Are there some good references about representations of classical groups? I am looking for some references similar to the following. What are the fundamental representations of classical groups of type $B, D$? Thank you very much.
For type C classical groups, the fundamental representations are given by the following.
Let
$\mathfrak{g}=\mathfrak{s}\mathfrak{p}(2r,\mathbb{C})=\langle \mathfrak{h},e_i,f_i(i\in I)\rangle$ and $\mathbb{B}^{(r)}:=
\{v_i,v_{\overline i}|i=1,2,\cdots,r\}$. Define a vector space $V(\omega_1)$ as
$V(\omega_1):=\bigoplus_{v\in\mathbb{B}^{(r)}}\mathbb{C} v$. The weights of $v_i$, $v_{\overline{i}}$
$(i=1,\cdots,r)$ are as follows:
\begin{equation}\label{wtv}
{\rm wt}(v_i)=\omega_i-\omega_{i-1},\quad {\rm wt}(v_{\overline{i}})=\omega_{i-1}-\omega_{i},
\end{equation}
where $\omega_0=0$. Define the $\mathfrak{s}\mathfrak{p}(2r,\mathbb{C})$-action on $V(\omega_1)$ as follows:
\begin{eqnarray}
&& h v_j=\langle h,{\rm wt}(v_j)\rangle v_j\ \ (h\in P^*,\ j\in J), \\
&&f_iv_i=v_{i+1},\ f_iv_{\overline{i+1}}=v_{\overline i},\quad
e_iv_{i+1}=v_i,\ e_iv_{\overline i}=v_{\overline{i+1}}
\quad(1\leq i<r),\label{c-f1}\\
&&f_r v_r=v_{\overline r},\qquad
e_r v_{\overline r}=v_r,\label{c-f2}
\end{eqnarray}
and the other actions are trivial ($0$ action).
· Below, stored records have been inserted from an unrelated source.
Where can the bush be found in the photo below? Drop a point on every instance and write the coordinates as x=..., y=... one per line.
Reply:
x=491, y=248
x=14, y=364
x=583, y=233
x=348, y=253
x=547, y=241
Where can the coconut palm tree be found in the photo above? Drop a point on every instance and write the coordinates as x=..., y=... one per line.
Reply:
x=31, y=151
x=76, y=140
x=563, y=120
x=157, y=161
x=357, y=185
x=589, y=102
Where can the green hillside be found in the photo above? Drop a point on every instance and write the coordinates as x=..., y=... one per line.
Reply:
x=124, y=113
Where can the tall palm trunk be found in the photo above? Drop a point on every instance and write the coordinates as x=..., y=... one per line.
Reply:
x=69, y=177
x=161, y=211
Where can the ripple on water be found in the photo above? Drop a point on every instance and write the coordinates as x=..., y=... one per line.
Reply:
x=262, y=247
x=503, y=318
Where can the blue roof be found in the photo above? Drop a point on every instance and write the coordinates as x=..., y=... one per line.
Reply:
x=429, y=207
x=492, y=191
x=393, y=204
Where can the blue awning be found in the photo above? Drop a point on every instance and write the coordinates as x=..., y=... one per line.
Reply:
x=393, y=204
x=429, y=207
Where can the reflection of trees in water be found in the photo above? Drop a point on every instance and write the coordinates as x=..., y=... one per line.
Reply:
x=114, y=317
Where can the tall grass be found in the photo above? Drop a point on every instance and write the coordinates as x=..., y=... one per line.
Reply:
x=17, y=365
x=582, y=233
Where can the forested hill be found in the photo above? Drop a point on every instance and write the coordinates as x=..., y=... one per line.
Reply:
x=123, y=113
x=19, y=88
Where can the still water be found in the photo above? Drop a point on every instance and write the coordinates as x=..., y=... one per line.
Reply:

The fundamental representation
$V(\omega_i)$ $(1\leq i\leq r)$
is embedded in $\wedge^i V(\omega_1)$
with multiplicity free.
The explicit form of the highest weight
vector $v_{\omega_i}$
of $V(\omega_i)$ is realized in
$\wedge^i V(\omega_1)$ as follows:
\begin{equation}
\begin{array}{ccc}\displaystyle
v_{\omega_i}&=&v_1\wedge v_2\wedge\cdots\wedge v_i.
\end{array}
\label{h-l}
\end{equation}
Thus, we have $V(\omega_i)\cong \mathfrak{g}v_{\omega_i}=\mathfrak{n}_- v_{\omega_i}$. Here,
$\mathfrak{n}_-$ is sub Lie algebra of $\mathfrak{g}$ generated by $f_i$ ($i\in I$).
The action of $f_j$ on $u_1\wedge \cdots \wedge u_i\in \wedge^i V(\omega_1)$
are
\begin{align}
f_j(u_1\wedge \cdots \wedge u_i)=\sum^{i}_{k=1}u_1\wedge \cdots \wedge u_{k-1}\wedge f_ju_k\wedge u_{k+1}\wedge \cdots \wedge u_i.
\end{align}